まさしく状況は一触即発、ばちばちと火花を散らす二人を静観していた遊馬であったが、剣呑な空気を察してか半開きになっていた口から漸く言葉を吐きだした。

「V、その人は俺の先輩だから…」

穏やかな口調でそう諭した遊馬の瞳を暫く見つめてから、Vと呼ばれた少年はぷぅ、と頬を膨らませつつ凌牙から視線を外した、その表情はまさしく不服のそれだったが。なんだこいつ、と凌牙が怪訝かつ鋭利な目つきでVを眺めて、否、睨み付けていた矢先、困り顔の遊馬がやはり困ったような声音でしゃべり出す。

「えーっと…こいつが、俺ん家で購入したアンドロイドのV。最新型らしいんだけど、さぁ…」
「そう、僕は最新型アンドロイドさ!!」

そんな遊馬の説明をぶった切るかのような勢いでVはそう口にした、遊馬に抱きつく有様はそのままに。効果音を付けるならば、むぎゅっ、といった具合に抱きつきながら、Vはぺらぺらと饒舌に喋ること喋ること。

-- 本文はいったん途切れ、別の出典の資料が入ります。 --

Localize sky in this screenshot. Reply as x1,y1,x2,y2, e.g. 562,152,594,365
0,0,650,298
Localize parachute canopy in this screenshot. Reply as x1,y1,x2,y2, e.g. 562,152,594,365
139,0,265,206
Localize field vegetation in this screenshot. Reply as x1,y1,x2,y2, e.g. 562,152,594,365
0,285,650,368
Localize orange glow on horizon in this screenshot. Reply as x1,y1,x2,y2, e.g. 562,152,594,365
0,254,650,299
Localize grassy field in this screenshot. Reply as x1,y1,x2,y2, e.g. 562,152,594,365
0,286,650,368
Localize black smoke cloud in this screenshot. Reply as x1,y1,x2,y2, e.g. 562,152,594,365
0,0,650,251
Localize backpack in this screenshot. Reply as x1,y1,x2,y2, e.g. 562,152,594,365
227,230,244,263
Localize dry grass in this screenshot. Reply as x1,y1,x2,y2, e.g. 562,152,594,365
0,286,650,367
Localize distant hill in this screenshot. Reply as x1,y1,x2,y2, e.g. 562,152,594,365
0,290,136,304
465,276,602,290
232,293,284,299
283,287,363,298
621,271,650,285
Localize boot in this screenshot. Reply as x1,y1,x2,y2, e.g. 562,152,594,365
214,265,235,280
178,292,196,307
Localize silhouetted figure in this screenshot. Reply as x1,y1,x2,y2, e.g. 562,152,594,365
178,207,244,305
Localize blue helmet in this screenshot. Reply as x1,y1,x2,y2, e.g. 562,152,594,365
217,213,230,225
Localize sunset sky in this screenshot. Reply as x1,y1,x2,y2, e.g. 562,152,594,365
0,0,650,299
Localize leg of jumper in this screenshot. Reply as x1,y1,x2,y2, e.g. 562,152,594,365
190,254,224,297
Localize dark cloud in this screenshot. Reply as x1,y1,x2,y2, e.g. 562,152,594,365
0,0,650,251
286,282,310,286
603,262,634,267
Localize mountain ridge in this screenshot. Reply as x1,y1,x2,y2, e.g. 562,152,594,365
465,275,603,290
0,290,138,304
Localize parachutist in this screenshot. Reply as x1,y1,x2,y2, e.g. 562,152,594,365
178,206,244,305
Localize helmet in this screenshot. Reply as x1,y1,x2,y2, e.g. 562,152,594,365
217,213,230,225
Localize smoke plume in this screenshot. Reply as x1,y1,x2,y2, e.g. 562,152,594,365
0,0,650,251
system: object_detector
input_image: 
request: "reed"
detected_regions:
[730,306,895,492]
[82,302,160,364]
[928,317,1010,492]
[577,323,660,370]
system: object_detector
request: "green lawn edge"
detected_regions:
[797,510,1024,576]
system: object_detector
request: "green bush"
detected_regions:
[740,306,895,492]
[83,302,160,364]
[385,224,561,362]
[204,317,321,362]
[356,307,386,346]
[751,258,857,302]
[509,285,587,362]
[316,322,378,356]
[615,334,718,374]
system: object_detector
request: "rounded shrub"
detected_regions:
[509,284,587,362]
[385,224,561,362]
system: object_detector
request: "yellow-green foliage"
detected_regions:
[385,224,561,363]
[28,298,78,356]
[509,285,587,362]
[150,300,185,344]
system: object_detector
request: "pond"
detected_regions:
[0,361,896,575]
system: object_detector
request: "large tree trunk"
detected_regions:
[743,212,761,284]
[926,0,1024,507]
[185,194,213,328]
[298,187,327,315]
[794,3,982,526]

「人工知能は技術において最高峰と謳われるTR-X型、機械的工場における量産ではなく一人一人がハンドメイドで有名なトロン社製の機体の完成度は他の企業と比較しても頭一つ飛び抜けていると自負して、」
「はいそこまで」

ぱん、と遊馬が手を打ち鳴らしたことでその場は終息した、このまま解説を続けられたら日が暮れてしまうこと必至だろう。Vの勢いに半ば気圧されていた凌牙はようやく我に返って遊馬に声をかける。

「こいつだけか?」

その問いに遊馬は困ったように笑い、Vの癖っ毛頭を撫でながら返事を返そうとした、が。またもや突然の乱入者により、それは阻まれてしまうこととなる。その乱入者は遊馬にしがみつくVの頭をひっぱたき、文句言いたげなVを黙殺してVと同じく凌牙をぎろりと睨み付けた。右目にかかるようにして入った傷痕が尚更その表情の威圧感を増している。乱入者はドスの利いた、不良も竦み上がるような声音で吐き捨てるように言い放った。